等老爹给自己解释完了后,李远望从老屋出来,然后直接去了村委。
十分钟后,他又从村委会里走了出来,脸上的表情比进去时松动了些。
刚才他找了李德福,又正好碰上陈书记也在,借着“关心村里事务,怕竹竿的事处理不好影响村子名声”的由头,把谅解书的具体要求问了个大概。
陈书记还拍着他的肩膀,夸他有集体观念。
跟他爹说的差不多,不是要百分百签字,而是要获得“大多数村民的谅解”,具体怎么算“大多数”,有一定灵活性,但村委会和派出所会一起评估。

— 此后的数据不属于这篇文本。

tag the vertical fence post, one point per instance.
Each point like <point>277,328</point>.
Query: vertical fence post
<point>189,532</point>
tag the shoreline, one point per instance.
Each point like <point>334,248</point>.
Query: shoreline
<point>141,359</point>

重点是,那些在村里有威望、说得上话的家庭的态度,很关键。
心里有了点底,但那股被威胁的憋闷感还是堵在胸口。
他沿着村路慢慢往家走,脑子里乱糟糟的,想着怎么应付竹竿,又怎么才能一劳永逸地解决这个麻烦。
路过村里那座有些年头的观音庙时,他脚步顿了顿。
青砖灰瓦的庙宇在午后的阳光下显得格外安静,香火气若有若无地飘散出来。
这不是初一十五,庙里没什么人。
鬼使神差地,李远望脚下一转,走进了庙里。
果然,庙里冷冷清清,只有一个看庙的干瘦老头靠在墙边的竹椅上打盹,还有一个穿着旧褂子的中年汉子,正慢悠悠地扫着院子里的落叶。
李远望没去打扰他们,径直走进正殿。
观音娘娘的塑像慈眉善目,俯视着下方。
他取了香,就着长明灯点燃,恭敬地拜了三拜,将香插进香炉。
直起身时,他的目光扫过神像旁边。
那里靠墙立着一根锡杖,是庙里的法器,平时做法事或者重要节日才会请出来。
杖身乌黑,顶端是常见的样式,与他在沉船里捞到的那根鎏金锡杖截然不同。
但说到底,都是锡杖。
他盯着那根锡杖看了一会儿,脑子里忽然冒出一个念头。
反正竹竿只看到了那根锡杖,而且他自己已经确认过,那玩意儿只是鎏金的,值不了几个钱。
不如……
直接把锡杖捐给庙里?
不,不止如此。
既然竹竿拿“海里捞到古董”说事,那他索性把这事“闹大”。
他可以直接去找村委会上报,就说自己无意中发现近海可能有沉船遗迹,还捞上来一件疑似文物的鎏金锡杖。